AI/TLDR

TRL

Post-train and align language models with SFT, DPO, GRPO, and reward modeling

Overview

TRL (Transformers Reinforcement Learning) is a Hugging Face library for post-training foundation models. It gives you ready-made trainer classes for the common alignment methods: Supervised Fine-Tuning (SFT), reward modeling, Direct Preference Optimization (DPO), and Group Relative Policy Optimization (GRPO).

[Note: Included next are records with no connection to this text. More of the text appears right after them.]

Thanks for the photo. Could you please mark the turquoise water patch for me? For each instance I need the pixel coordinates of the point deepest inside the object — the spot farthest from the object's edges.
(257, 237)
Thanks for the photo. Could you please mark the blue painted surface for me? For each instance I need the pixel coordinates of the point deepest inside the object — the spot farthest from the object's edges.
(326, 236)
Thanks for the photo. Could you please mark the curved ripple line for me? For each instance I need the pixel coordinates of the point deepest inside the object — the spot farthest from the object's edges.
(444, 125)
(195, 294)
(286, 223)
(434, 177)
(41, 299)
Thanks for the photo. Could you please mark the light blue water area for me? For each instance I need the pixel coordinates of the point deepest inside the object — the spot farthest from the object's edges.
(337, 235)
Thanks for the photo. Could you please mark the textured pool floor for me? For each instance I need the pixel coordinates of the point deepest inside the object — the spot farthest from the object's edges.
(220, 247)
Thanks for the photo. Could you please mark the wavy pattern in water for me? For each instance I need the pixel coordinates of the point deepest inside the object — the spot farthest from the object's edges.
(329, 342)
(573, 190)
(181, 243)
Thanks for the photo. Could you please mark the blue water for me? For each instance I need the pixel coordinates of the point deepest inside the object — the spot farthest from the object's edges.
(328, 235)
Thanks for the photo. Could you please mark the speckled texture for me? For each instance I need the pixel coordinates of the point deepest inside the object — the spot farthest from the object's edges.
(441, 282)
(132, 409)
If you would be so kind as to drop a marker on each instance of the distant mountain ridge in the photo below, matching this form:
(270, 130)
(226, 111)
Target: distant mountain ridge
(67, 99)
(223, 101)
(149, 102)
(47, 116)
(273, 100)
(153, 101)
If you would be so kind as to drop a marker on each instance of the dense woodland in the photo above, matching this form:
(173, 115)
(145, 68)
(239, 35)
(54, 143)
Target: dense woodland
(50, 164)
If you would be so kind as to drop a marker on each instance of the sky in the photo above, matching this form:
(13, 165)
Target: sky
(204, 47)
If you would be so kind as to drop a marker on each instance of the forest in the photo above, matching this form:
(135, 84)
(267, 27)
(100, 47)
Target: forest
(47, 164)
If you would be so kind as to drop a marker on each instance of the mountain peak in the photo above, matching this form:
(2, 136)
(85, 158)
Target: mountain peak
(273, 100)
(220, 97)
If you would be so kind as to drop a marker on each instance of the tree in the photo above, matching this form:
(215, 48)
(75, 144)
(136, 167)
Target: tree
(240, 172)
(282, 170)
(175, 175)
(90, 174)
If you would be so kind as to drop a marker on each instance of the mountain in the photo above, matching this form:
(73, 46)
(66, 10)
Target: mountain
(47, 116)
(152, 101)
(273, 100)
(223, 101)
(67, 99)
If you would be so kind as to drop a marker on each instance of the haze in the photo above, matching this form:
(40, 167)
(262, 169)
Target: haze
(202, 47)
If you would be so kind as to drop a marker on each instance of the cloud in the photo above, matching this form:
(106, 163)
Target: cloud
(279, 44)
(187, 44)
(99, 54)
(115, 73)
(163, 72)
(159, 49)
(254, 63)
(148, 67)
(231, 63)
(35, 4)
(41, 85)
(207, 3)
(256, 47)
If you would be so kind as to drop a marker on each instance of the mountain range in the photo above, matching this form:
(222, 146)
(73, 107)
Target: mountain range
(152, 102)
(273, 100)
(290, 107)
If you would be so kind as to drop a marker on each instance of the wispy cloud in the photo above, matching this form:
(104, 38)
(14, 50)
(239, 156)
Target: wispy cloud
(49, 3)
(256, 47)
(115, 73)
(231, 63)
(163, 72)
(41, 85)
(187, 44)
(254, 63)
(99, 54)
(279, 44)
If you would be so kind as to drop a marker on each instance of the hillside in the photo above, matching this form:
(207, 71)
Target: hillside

It is built on top of the Transformers ecosystem, so each trainer is a light wrapper around the standard Transformers trainer and works with many model architectures. It is aimed at machine learning engineers and researchers who want to fine-tune or align a model on their own dataset without writing a training loop from scratch.

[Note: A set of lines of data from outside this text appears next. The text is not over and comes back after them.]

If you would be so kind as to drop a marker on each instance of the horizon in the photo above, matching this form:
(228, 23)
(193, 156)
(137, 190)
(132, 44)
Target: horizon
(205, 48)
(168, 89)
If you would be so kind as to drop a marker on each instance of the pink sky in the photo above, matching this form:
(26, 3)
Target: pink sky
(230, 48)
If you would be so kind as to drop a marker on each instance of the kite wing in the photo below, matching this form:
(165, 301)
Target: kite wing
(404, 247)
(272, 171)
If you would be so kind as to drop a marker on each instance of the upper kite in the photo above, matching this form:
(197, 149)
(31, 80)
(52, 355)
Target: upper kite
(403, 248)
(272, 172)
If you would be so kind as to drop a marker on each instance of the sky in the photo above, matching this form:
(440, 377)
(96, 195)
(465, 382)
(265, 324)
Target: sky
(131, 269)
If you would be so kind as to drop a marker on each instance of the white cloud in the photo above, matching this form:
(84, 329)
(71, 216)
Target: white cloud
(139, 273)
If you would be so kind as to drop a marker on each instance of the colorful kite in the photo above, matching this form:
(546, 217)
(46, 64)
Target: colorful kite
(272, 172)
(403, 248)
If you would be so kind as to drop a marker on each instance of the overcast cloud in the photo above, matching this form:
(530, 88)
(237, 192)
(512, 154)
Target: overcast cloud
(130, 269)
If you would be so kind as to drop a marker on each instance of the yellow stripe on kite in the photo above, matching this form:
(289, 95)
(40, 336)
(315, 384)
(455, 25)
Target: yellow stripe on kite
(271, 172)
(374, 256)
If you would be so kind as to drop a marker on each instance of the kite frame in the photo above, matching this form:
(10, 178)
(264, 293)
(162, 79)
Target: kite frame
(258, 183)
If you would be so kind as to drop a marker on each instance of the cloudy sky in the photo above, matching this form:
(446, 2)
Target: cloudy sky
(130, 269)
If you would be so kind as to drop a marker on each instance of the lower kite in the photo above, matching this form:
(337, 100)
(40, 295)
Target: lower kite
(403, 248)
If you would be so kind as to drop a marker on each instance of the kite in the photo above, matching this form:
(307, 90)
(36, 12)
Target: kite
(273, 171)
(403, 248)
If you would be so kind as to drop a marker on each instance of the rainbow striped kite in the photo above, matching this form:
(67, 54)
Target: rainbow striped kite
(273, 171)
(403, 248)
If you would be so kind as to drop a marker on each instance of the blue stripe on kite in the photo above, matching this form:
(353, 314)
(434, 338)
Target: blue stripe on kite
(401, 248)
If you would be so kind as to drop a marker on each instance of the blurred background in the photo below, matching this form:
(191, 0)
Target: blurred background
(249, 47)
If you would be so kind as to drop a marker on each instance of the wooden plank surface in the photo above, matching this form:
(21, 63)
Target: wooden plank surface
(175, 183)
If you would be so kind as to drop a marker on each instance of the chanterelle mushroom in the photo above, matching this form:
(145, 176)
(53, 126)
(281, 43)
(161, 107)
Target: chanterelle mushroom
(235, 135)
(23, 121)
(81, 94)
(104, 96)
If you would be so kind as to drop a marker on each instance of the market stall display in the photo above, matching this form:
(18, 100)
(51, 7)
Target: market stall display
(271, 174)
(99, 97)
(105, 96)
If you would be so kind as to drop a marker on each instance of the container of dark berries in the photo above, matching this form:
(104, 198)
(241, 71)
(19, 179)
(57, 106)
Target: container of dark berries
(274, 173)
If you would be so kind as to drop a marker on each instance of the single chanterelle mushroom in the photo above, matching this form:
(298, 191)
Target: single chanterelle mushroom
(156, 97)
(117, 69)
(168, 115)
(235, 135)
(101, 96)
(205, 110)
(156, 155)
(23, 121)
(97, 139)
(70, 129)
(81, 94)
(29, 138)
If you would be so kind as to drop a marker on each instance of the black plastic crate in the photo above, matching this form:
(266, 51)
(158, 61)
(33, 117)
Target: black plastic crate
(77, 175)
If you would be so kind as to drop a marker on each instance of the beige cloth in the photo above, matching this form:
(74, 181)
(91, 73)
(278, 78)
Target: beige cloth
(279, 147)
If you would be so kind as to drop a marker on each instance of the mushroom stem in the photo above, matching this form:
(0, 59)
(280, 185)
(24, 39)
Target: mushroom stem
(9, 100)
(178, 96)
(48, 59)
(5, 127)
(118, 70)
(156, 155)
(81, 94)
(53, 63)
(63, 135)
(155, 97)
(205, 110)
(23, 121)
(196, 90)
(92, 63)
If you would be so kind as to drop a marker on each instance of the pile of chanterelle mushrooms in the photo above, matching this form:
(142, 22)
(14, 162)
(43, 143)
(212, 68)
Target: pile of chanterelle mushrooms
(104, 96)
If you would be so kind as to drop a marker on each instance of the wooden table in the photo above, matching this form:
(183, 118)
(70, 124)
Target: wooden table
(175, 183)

In the RLHF and alignment space, TRL covers the full pipeline from instruction tuning through preference optimization. It uses Accelerate to scale from a single GPU to multi-node clusters, and integrates with PEFT for LoRA/QLoRA and Unsloth for faster training.

What it does

  • Dedicated trainers for the main post-training methods: SFTTrainer, RewardTrainer, DPOTrainer, and GRPOTrainer
  • GRPOTrainer implements Group Relative Policy Optimization, which is more memory-efficient than PPO
  • Scales from a single GPU to multi-node clusters via Accelerate, with support for DDP, DeepSpeed ZeRO, and FSDP
  • PEFT integration enables training large models on modest hardware through quantization and LoRA/QLoRA
  • Unsloth integration uses optimized kernels to speed up training
  • Command line interface lets you run SFT or DPO without writing code

Getting started

Install TRL with pip, then pick a trainer for your method. The examples below come straight from the project README.

Install the package

Install TRL from PyPI.

bashbash
pip install trl

Run supervised fine-tuning

Use SFTTrainer to fine-tune a model on a dataset. Pass a model id and a training dataset, then call train().

pythonpython
from trl import SFTTrainer
from datasets import load_dataset

dataset = load_dataset("trl-lib/Capybara", split="train")

trainer = SFTTrainer(
    model="Qwen/Qwen2.5-0.5B",
    train_dataset=dataset,
)
trainer.train()

Align with preferences using DPO

DPOTrainer runs Direct Preference Optimization on a preference dataset.

pythonpython
from datasets import load_dataset
from trl import DPOTrainer

dataset = load_dataset("trl-lib/ultrafeedback_binarized", split="train")

trainer = DPOTrainer(
    model="Qwen/Qwen3-0.6B",
    train_dataset=dataset,
)
trainer.train()

Or skip the code with the CLI

The CLI runs post-training methods like SFT directly from the terminal.

bashbash
trl sft --model_name_or_path Qwen/Qwen2.5-0.5B \
    --dataset_name trl-lib/Capybara \
    --output_dir Qwen2.5-0.5B-SFT

Commands and code are distilled from the project's own documentation — always check the official repo for the latest.

When to use it

  • Instruction-tune a base model on your own dataset with SFTTrainer
  • Align a model to human preferences using DPO or a trained reward model
  • Apply GRPO to train reasoning or math models in a memory-efficient way
  • Fine-tune large models on limited hardware via PEFT LoRA/QLoRA and Unsloth

How TRL compares

TRL alongside other open-source rlhf & alignment tools AI/TLDR tracks, ranked by GitHub stars.

ToolStarsWhat it does
Open-R1★ 26.3kAn open reproduction of the DeepSeek-R1 reasoning pipeline, with scripts for GRPO training and reasoning-data generation.
verl★ 22kVolcano Engine's RL post-training framework (HybridFlow) for building GRPO, PPO, and other RL pipelines on top of FSDP, Megatron, and vLLM.
TRL★ 18.7kPost-train and align language models with SFT, DPO, GRPO, and reward modeling
Agent Lightning★ 17.3kAn open-source trainer from Microsoft that improves AI agents built with any framework using reinforcement learning, prompt optimization, and supervised fine-tuning.
ART★ 10kOpenPipe's Agent Reinforcement Trainer for post-training LLM agents on multi-step tasks using GRPO and rule- or judge-based rewards.
OpenRLHF★ 9.7kA Ray- and vLLM-based RLHF framework that scales PPO, GRPO, and REINFORCE++ training to models with 70B+ parameters.
Alignment Handbook★ 5.6kA set of recipes and scripts from Hugging Face showing how to run the full SFT-then-preference-alignment pipeline used to build aligned chat models.
Verifiers★ 4.2kA library for defining verifiable-reward environments and running reinforcement-learning fine-tuning of LLMs against those rewards.